KEYSTONE/AP/MARCIO JOSE SANCHEZ

(sda-ats)

Die Zahl der Toten durch die verheerenden Waldbrände in Kalifornien ist weiter gestiegen. Nach Behördenangaben kamen durch die Feuer bislang mindestens 40 Menschen ums Leben. Ein Ende des Infernos war am Wochenende nicht in Sicht.

Allein im nördlich von San Francisco gelegenen Bezirk Sonoma starben mindestens 20 Menschen. Am Rande des Winzerortes standen am Samstag (Ortszeit) ganze Hügel in Flammen, immer mehr Häuser brannten ab.

Gegen die Waldbrände in Kalifornien ist ein Grossaufgebot von mehr als 10'000 Feuerwehrleuten im Einsatz. Die Feuerwehrleute, die aus mehreren Bundesstaaten zusammengezogen wurden, seien rund um die Uhr im Einsatz und kämpften gegen insgesamt 16 grosse Brände, teilten die Behörden am Samstag weiter mit. Winde fachten die Feuer an und erschwerten den Einsatz der Helfer.

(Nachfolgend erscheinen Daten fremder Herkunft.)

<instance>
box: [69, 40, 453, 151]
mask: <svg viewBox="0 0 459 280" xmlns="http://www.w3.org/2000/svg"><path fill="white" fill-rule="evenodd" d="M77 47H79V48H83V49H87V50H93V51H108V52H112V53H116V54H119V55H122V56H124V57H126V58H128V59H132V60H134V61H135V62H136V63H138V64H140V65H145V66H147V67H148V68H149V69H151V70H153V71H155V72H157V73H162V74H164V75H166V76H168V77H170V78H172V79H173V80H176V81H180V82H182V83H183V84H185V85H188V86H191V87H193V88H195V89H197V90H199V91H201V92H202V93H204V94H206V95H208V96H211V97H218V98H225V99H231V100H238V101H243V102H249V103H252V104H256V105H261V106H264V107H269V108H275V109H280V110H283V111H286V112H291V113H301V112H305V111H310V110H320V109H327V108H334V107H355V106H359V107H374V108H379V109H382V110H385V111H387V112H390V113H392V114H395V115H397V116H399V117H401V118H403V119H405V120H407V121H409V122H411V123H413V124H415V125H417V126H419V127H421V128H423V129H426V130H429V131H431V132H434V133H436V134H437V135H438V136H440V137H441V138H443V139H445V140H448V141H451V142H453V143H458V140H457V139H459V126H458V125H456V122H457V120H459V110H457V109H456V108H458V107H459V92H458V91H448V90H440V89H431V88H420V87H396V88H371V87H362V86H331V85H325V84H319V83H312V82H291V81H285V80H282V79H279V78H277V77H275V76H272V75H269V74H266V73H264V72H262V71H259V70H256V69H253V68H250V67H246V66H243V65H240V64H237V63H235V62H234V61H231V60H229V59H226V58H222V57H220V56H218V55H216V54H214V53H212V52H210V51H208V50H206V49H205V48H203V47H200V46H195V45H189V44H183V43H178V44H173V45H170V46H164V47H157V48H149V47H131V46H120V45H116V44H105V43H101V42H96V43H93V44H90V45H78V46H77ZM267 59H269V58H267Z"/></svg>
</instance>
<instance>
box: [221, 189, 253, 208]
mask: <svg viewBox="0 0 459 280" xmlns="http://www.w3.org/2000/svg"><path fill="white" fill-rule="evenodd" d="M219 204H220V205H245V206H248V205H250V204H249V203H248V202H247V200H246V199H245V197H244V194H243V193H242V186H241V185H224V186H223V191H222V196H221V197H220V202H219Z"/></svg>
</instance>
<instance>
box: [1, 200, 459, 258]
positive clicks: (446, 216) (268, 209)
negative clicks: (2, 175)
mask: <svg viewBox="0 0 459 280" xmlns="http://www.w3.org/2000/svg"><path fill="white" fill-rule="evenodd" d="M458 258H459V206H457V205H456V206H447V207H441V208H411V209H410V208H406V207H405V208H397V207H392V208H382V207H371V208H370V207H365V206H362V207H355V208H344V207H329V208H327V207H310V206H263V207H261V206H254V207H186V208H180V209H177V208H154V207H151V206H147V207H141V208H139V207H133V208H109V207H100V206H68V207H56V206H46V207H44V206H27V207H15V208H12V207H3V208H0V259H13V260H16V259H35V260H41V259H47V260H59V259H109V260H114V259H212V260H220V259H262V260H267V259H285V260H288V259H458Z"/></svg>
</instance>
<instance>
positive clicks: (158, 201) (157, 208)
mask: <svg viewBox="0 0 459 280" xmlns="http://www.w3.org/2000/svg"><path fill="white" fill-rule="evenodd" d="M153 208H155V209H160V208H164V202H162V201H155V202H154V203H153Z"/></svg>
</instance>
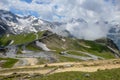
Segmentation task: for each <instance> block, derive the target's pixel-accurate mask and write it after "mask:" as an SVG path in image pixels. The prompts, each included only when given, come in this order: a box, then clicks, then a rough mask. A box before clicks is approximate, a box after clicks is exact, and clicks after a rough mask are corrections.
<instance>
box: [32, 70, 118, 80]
mask: <svg viewBox="0 0 120 80" xmlns="http://www.w3.org/2000/svg"><path fill="white" fill-rule="evenodd" d="M31 80H120V69H112V70H99V71H97V72H92V73H87V72H63V73H56V74H51V75H48V76H44V77H40V78H39V77H38V78H33V79H31Z"/></svg>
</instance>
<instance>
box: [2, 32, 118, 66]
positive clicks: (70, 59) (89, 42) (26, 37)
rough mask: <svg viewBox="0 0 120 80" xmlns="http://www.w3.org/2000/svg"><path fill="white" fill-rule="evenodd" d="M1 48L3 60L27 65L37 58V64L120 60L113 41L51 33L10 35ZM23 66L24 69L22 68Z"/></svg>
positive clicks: (6, 35) (2, 45)
mask: <svg viewBox="0 0 120 80" xmlns="http://www.w3.org/2000/svg"><path fill="white" fill-rule="evenodd" d="M0 44H1V46H2V48H3V49H4V50H1V52H2V53H1V57H2V56H4V57H9V58H17V59H19V60H22V59H23V60H22V61H23V63H24V58H33V57H34V58H35V59H37V61H38V62H37V64H43V63H54V62H69V61H77V62H79V61H84V60H85V61H86V60H99V59H102V60H103V59H111V58H118V57H119V51H118V48H117V47H116V45H115V44H114V43H113V42H112V41H110V39H104V40H103V39H99V40H96V41H89V40H83V39H77V38H73V37H62V36H60V35H57V34H55V33H52V32H50V31H42V32H37V33H28V34H18V35H13V34H6V35H4V36H2V37H1V38H0ZM114 50H115V51H114ZM25 60H26V59H25ZM28 60H29V59H28ZM18 62H19V61H18ZM20 65H21V66H22V64H19V66H20ZM24 65H27V63H25V64H24Z"/></svg>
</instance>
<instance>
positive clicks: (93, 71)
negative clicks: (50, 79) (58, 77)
mask: <svg viewBox="0 0 120 80" xmlns="http://www.w3.org/2000/svg"><path fill="white" fill-rule="evenodd" d="M47 66H48V68H47V69H43V70H42V69H41V70H37V69H36V70H34V71H33V70H32V69H31V70H29V71H25V70H24V71H22V72H19V71H18V73H41V74H46V73H49V72H50V70H53V68H51V69H49V67H55V68H57V69H56V70H54V72H52V73H59V72H67V71H82V72H95V71H97V70H105V69H113V68H120V59H111V60H97V61H84V62H64V63H51V64H47ZM38 67H39V68H40V67H41V68H44V65H33V66H24V67H17V68H13V69H22V68H29V69H30V68H38ZM1 71H2V70H1ZM1 71H0V72H1ZM12 73H13V72H6V73H2V74H1V73H0V75H8V74H12ZM52 73H50V74H52Z"/></svg>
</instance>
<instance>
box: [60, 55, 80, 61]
mask: <svg viewBox="0 0 120 80" xmlns="http://www.w3.org/2000/svg"><path fill="white" fill-rule="evenodd" d="M80 61H82V60H80V59H75V58H70V57H65V56H59V62H80Z"/></svg>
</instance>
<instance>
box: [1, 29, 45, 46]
mask: <svg viewBox="0 0 120 80" xmlns="http://www.w3.org/2000/svg"><path fill="white" fill-rule="evenodd" d="M43 33H44V31H43V32H38V33H37V35H38V38H40V37H41V36H42V34H43ZM35 39H36V35H35V33H27V34H18V35H12V34H10V35H9V37H7V35H4V36H2V37H1V38H0V45H3V46H6V45H8V43H9V41H11V40H14V43H13V44H23V43H28V42H31V41H33V40H35Z"/></svg>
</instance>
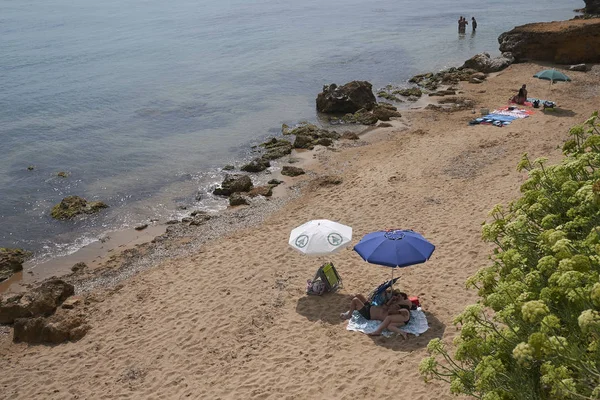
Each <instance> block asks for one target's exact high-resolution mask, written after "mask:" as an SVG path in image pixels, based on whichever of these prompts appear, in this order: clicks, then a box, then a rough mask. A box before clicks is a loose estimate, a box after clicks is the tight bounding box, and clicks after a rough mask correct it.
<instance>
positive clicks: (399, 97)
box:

Immerhin an einigen Stellen gewannen die Feuerwehrleute am Wochenende die Oberhand. So war das verheerende Tubbs-Feuer in dem am schlimmsten betroffenen Landkreis Sonoma County am Samstag etwa zur Hälfte eingedämmt.

Weiterhin viele Vermisste

Nach Angaben der kalifornischen Wald- und Feuerschutzbehörde (Cal Fire) wurden bei den seit einer Woche wütenden Bränden bereits rund 5700 Gebäude auf 864 Quadratkilometer Land zerstört. Rund 100'000 Menschen seien vor den Flammen in Sicherheit gebracht worden.

Kaliforniens Gouverneur Jerry Brown gab bekannt, das Weisse Haus habe Direkthilfen für Familien in vier Regionen bewilligt. "Nichts, was ich in diesem Bundesstaat gesehen habe, war jemals so schlimm." Niemand werde die Verzweiflung, den Horror und die Vertreibung vergessen, wurde er von "Sacramento Bee" zitiert.

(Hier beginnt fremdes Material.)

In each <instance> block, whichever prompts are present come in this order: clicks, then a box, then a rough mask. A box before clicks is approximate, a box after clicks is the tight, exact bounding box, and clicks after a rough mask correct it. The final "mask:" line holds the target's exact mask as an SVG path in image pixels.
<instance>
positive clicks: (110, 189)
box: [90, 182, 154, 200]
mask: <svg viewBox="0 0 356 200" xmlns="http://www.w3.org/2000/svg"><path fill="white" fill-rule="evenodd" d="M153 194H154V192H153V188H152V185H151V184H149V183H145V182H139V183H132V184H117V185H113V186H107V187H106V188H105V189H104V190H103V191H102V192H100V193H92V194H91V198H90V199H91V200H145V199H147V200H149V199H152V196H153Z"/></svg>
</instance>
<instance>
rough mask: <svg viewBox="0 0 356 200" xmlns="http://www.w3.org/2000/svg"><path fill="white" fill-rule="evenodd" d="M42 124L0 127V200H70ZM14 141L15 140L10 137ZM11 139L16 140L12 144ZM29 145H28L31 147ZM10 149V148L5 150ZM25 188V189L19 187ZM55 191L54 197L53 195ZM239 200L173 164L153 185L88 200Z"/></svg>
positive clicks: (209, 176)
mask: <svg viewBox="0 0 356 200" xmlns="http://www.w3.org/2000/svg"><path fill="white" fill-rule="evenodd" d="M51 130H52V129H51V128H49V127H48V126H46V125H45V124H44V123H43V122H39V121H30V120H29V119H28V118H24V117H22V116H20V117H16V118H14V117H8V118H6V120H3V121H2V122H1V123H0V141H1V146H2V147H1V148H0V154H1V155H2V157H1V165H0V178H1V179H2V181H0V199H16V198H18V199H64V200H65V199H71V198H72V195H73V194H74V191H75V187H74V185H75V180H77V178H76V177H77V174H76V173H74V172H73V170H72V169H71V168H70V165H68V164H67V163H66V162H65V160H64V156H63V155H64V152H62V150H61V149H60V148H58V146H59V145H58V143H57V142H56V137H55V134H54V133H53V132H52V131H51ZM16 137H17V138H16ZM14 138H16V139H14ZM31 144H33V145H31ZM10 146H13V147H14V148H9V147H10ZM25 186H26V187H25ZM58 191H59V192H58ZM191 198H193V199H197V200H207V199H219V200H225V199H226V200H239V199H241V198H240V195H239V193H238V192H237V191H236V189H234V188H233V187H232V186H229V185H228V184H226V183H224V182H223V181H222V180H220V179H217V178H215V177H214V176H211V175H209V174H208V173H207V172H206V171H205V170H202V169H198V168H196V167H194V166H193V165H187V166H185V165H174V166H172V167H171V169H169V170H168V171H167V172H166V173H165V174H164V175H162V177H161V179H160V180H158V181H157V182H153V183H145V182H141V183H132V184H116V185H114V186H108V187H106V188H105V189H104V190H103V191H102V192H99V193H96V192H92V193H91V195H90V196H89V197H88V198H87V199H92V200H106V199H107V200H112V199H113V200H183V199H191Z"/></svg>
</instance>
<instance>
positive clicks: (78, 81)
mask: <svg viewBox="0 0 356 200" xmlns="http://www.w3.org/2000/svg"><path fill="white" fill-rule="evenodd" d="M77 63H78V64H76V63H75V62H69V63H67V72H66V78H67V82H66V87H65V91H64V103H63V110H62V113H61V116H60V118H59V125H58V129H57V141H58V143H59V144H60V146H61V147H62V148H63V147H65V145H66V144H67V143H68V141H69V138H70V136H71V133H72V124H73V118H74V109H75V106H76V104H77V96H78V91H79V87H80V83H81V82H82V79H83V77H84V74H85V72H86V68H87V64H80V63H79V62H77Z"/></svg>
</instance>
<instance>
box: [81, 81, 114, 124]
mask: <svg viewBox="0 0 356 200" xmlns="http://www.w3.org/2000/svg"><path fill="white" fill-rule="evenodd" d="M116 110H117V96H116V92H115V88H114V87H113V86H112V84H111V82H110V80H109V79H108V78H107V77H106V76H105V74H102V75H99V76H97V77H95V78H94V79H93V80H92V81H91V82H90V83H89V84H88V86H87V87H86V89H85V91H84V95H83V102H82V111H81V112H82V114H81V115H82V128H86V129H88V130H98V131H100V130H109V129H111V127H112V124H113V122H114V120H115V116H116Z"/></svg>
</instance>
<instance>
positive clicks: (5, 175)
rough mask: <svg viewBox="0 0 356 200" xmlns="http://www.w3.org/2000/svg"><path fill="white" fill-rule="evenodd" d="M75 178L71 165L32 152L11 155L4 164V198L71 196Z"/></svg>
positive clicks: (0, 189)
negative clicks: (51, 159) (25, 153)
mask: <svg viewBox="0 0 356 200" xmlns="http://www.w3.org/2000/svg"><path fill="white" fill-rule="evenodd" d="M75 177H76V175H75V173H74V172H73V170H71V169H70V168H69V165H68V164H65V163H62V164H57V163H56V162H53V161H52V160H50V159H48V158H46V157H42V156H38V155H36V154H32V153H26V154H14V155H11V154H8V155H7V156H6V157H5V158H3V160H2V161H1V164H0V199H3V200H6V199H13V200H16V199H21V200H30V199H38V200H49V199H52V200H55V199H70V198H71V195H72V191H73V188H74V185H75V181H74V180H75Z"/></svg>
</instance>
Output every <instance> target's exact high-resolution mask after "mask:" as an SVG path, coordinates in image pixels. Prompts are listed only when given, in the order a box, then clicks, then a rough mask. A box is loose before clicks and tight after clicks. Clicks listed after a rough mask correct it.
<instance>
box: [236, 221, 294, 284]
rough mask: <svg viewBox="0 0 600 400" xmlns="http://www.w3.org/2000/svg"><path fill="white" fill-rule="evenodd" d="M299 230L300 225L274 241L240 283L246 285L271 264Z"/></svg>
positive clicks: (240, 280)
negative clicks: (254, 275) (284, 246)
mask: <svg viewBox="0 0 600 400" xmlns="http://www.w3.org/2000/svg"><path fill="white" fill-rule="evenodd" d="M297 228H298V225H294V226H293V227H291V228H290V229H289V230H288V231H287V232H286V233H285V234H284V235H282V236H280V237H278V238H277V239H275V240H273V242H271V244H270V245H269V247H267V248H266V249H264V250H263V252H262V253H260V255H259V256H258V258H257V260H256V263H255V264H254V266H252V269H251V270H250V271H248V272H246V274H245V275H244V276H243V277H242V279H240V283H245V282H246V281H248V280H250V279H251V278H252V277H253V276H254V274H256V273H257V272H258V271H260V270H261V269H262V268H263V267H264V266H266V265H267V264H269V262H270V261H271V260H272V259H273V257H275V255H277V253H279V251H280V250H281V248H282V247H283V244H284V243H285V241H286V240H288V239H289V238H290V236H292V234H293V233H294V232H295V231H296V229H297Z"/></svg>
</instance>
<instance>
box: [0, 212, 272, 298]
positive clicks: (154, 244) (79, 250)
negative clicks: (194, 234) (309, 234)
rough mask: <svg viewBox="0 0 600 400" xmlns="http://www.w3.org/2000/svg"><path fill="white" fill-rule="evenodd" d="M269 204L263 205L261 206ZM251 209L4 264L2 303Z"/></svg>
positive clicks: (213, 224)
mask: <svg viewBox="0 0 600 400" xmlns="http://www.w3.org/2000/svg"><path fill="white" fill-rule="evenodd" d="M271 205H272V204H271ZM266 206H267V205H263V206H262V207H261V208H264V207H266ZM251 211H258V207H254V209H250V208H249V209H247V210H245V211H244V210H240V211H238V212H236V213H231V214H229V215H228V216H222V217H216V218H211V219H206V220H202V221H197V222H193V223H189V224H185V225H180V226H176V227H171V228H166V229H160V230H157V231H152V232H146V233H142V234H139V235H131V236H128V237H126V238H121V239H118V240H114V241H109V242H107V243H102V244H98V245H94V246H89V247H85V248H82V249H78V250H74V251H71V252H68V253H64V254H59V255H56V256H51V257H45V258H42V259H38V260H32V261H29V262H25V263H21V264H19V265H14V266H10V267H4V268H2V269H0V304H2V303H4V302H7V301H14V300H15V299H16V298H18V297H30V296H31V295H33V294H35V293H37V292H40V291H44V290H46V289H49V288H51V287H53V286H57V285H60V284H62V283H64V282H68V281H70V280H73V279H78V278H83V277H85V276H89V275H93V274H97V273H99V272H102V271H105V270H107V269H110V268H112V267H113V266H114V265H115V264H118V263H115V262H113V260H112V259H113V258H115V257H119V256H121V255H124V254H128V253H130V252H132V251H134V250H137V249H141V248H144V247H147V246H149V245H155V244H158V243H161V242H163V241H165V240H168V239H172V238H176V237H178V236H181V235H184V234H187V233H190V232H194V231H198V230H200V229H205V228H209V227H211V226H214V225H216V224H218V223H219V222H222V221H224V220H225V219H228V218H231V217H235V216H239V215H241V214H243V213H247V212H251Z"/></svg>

Trotz der Zusicherung von Hilfen wurde Kritik an US-Präsident Donald Trump laut: Am Samstag konzentrierte er sich auf seinem Twitter-Konto auf die Themen unter anderem auf den Fernsehauftritt seines Sohnes Eric - zu den Bränden in Kalifornien schwieg er.

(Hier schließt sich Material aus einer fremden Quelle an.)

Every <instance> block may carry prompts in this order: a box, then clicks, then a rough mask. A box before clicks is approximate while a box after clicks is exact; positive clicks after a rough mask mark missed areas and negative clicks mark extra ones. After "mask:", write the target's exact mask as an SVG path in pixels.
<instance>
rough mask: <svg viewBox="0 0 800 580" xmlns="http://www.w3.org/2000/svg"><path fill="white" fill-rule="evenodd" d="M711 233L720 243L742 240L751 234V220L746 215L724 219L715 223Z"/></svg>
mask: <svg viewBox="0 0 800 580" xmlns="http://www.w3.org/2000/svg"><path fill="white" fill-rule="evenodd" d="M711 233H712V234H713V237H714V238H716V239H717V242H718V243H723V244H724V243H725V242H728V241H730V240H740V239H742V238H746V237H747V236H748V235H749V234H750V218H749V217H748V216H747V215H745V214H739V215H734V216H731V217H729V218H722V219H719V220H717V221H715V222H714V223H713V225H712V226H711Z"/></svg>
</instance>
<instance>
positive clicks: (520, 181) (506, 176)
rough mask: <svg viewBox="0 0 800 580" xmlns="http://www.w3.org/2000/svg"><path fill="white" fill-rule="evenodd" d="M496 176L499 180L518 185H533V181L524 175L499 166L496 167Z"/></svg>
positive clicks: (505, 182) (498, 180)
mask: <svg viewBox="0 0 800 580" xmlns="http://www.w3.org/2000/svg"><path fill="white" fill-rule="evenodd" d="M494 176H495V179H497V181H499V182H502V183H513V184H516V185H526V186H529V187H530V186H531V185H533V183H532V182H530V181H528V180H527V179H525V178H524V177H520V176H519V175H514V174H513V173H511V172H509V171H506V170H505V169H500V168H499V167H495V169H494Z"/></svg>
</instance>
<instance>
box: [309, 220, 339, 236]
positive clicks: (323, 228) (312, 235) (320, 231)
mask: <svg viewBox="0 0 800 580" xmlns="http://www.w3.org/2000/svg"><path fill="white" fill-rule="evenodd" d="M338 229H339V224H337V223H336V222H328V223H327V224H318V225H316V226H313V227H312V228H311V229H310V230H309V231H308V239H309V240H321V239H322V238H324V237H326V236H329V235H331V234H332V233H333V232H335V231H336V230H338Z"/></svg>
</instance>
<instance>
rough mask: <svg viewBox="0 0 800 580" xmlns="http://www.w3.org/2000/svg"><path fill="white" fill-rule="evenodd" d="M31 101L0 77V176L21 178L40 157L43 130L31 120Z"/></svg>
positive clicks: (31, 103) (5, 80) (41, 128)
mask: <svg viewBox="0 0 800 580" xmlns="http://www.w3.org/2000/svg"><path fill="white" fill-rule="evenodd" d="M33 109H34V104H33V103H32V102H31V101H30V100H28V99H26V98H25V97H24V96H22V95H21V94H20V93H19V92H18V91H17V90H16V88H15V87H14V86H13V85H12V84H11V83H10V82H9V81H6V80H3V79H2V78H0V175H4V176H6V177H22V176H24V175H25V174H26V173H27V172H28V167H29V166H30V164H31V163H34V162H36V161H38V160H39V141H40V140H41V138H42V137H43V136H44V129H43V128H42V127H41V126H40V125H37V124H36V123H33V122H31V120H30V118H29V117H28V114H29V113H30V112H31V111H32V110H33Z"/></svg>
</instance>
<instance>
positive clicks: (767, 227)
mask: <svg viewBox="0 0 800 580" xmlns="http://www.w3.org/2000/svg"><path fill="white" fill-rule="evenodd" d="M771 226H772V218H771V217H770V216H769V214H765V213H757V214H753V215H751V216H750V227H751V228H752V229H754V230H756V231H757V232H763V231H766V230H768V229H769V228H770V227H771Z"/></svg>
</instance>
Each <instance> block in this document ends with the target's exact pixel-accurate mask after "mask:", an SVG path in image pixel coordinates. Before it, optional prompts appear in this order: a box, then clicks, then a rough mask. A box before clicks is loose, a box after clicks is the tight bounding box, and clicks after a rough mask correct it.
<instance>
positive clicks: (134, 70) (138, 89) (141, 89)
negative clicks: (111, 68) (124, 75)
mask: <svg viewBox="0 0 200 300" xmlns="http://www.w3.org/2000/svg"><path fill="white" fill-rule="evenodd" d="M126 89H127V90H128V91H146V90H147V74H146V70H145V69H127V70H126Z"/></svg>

Nicht alle Opfer konnten identifiziert worden. Bei den Behörden gingen mehr als 1300 Vermisstenmeldungen ein, allein im Bezirk Sonoma wurden mehr als 200 Menschen vermisst.

Die Waldbrände sind die tödlichsten in der Geschichte Kaliforniens. Im Jahr 1933 starben beim "Griffith-Park"-Feuer in der Region von Los Angeles mindestens 29 Menschen, 1991 kamen in den Bränden von "Oakland Hills" 25 Menschen ums Leben.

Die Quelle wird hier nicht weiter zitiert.